HB MÜNCHEN. Trotz Autokrise hat BMW 2009 einen Gewinn eingefahren. Konzernchef Norbert Reithofer äußerte sich am Freitag zuversichtlich, dass das Unternehmen "wie geplant ein positives Konzernergebnis vor Steuern" erzielt habe. Die genaue Höhe will BMW erst im März bekanntgeben. Dann dürften die Münchner auch einen Nettogewinn präsentieren. BMW hatte für 2009 sowohl vor als auch nach Steuern ein positives Ergebnis angekündigt. Die Ziele seien erreicht worden, hieß es nun. 2008 hatte BMW einen Gewinn vor Steuern von 351 Millionen Euro und nach Steuern von 330 Millionen Euro gemacht.
Im Krisenjahr 2009 brach die Zahl der verkauften Fahrzeuge der drei Marken BMW, Mini und Rolls-Royce um gut zehn Prozent auf 1,29 Millionen ein. In der Folge schrumpfte der Umsatz in der Kernsparte Automobile in derselben Größenordnung auf 43,7 Milliarden Euro. Konzernweit beliefen sich die Erlöse auf 50,7 Milliarden Euro, das sind fünf Prozent weniger als im Jahr zuvor. Analysten hatten mit einem niedrigeren Jahresumsatz gerechnet. An der Börse legte der Kurs der BMW-Aktie am Morgen um 2,5 Prozent auf 30,39 Euro zu.
Vorstandschef Reithofer erklärte, er gehe "mit einigem Optimismus" ins Jahr 2010. BMW werde dank neuer Modelle und der weltweiten Konjunkturerholung profitabel wachsen. Der Absatz soll im einstelligen Prozentbereich auf über 1,3 Millionen Fahrzeuge steigen. Vor allem in Wachstumsmärkten wie China, Brasilien oder Indien wollen die Münchner zulegen, aber auch in Deutschland.

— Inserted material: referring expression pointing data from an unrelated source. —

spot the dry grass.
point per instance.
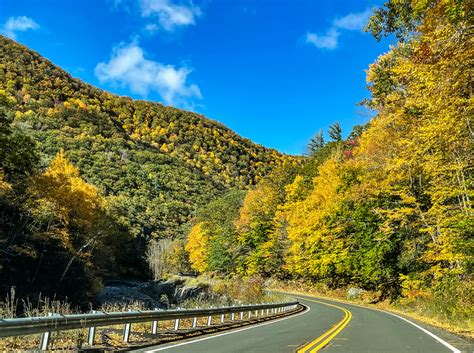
(235, 291)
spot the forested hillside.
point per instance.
(389, 209)
(88, 178)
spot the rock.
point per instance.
(354, 293)
(126, 293)
(162, 294)
(183, 293)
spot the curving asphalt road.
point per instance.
(326, 326)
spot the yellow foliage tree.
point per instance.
(196, 247)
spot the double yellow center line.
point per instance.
(327, 336)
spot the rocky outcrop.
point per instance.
(161, 294)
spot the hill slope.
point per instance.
(158, 161)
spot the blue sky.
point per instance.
(275, 71)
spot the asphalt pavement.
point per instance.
(327, 326)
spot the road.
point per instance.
(325, 326)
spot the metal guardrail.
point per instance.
(56, 322)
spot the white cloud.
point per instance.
(18, 24)
(170, 15)
(151, 27)
(129, 67)
(351, 22)
(328, 40)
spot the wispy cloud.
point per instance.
(170, 14)
(18, 24)
(327, 40)
(129, 67)
(353, 21)
(330, 39)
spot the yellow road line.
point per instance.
(327, 336)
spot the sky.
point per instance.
(274, 71)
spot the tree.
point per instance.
(335, 132)
(197, 248)
(316, 143)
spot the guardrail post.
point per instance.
(176, 324)
(126, 330)
(45, 338)
(91, 333)
(154, 325)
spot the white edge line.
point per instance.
(228, 333)
(453, 349)
(440, 340)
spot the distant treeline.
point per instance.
(389, 209)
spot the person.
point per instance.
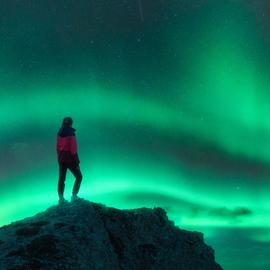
(68, 158)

Auch Konkurrent Daimler hatte zuletzt eine leichte Absatzsteigerung für 2010 in Aussicht gestellt. Die Volkswagen-Tochter Audi, die glimpflicher durch die Krise gekommen ist als die Rivalen, will im laufenden Jahr ebenfalls wieder mehr Autos verkaufen. Für 2009 haben die Ingolstädter bereits bekanntgegeben, dass sie einen deutlichen Gewinn erreicht hätten, wie BMW aber die Höhe offengelassen.
Anders fallen allerdings die Branchenprognosen von Experten aus. CSM Worldwide, die weltweit Prognosen für die Automobilbranche bietende Firma, gab etwa jüngst bekannt, das Unternehmen erwarte, dass die Verkaufszahlen der Automobilbranche in Europa im Jahre 2010 im dritten Jahr in Folge zurückgehen werden, zumal die Abwrackprämienprogramme der Regierungen Westeuropas, die die Nachfrage im Jahre 2009 ankurbelten, jetzt auslaufen.
Zuvor hatte BMW in dieser Woche Investitionen von 18 Millionen Euro in den kommenden drei Jahren für sein Werk in Eisenach angekündigt, um diese zu modernisieren. Das Geld fließe in neue Maschinen, teilte der Geschäftsführer der BMW Fahrzeugtechnik GmbH, Thomas Michel in Eisenach mit. Das Thüringer Werk werde mit den Investitionen nachhaltig als Werkzeugbaustandort innerhalb der BMW-Gruppe neben München und Dingolfing gestärkt. Die 230 Arbeitsplätze an dem Traditionsstandort würden damit gesichert. BMW war nach der Wiedervereinigung mit einer Fertigung von Presswerkzeugen nach Eisenach zurückgekehrt, wo der Automobilkonzern 1928 seine ersten Autos gebaut hatte.